CORONARY PRESSURE WIRES AND MEASURING TOOLS

Continued improvement in pressure guidewire technology has facilitated the accurate interrogation and measurement of complex coronary anatomies. Contemporary guidewire-based pressure indices are fitted with sensors that use either electrical or fibre-optic signal transmission. Advances in manufacturing processes have resulted in an improved accuracy and stability of the sensor, thus, minimising the drift phenomenon with workhorse guidewire-like characteristics, resulting in optimised torque control and manoeuvrability. The latter is critical for the safe wiring of the target vessel prior to the measurement of pressure loss and PCI. Microcatheter-based pressure measurement technology requires a 0.014” guidewire, according to anatomy or operator preference, but requires a 0.020” shaft profile for the microcatheter, which may interfere with measurements, especially in small vessels or severe stenoses, and can be difficult to navigate around tight angulations. The currently available and pending devices for invasive functional assessments are shown in Supplementary Table 4.

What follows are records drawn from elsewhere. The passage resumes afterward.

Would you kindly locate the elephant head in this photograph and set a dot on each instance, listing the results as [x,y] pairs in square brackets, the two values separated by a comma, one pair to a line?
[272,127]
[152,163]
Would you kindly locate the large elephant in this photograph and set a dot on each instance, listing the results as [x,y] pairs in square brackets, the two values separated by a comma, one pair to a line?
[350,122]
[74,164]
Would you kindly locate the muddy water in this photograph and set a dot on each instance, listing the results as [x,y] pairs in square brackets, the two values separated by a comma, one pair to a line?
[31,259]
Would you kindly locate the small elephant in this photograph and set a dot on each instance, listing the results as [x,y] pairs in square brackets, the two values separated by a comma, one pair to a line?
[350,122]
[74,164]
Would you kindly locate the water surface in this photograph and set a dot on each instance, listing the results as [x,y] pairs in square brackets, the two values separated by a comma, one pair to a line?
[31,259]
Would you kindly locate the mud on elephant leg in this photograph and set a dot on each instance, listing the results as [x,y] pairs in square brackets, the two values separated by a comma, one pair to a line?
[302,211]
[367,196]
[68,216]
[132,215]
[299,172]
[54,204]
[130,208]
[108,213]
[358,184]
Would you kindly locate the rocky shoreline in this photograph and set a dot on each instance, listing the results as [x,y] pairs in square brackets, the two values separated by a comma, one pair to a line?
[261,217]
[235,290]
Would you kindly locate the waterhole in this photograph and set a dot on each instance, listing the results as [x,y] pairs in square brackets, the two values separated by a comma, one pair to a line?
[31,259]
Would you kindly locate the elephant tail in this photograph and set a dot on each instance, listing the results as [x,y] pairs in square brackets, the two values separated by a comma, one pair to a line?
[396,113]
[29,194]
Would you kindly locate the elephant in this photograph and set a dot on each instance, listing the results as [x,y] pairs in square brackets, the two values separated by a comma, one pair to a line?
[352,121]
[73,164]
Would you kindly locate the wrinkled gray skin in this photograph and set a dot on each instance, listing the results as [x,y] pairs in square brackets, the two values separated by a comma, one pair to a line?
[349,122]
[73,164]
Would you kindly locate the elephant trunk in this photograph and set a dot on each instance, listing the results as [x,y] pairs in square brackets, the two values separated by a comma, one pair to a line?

Physiological assessment of post-PCI results

Post-PCI intracoronary pressure measurements can identify residual flow-limiting disease, differentiate residual focal lesions from diffuse disease and provide prognostic information. Whilst a higher post-PCI FFR is associated with a lower incidence of adverse clinical outcomes, the cut-off point for an optimal PCI result is still debated68. A post-PCI FFR ≥0.90 has been associated with a significantly lower risk of repeat PCI and MACE in a systematic review of 7,470 patients69. The most robust recent data, obtained in a patient-level meta-analysis of 5,869 vessels treated with modern drug-eluting stents, reported optimal post-PCI FFR cut-off values of 0.86 for target vessel failure and 0.80 for the composite of cardiac death or target vessel myocardial infarction70. For NHPR, a post-PCI iFR ≥0.95 was associated with improved patient outcomes in the DEFINE PCI study3. An optimal cut-off for post-PCI distal coronary pressure/aortic pressure (Pd/Pa) ratio of>0.96 has also been proposed23.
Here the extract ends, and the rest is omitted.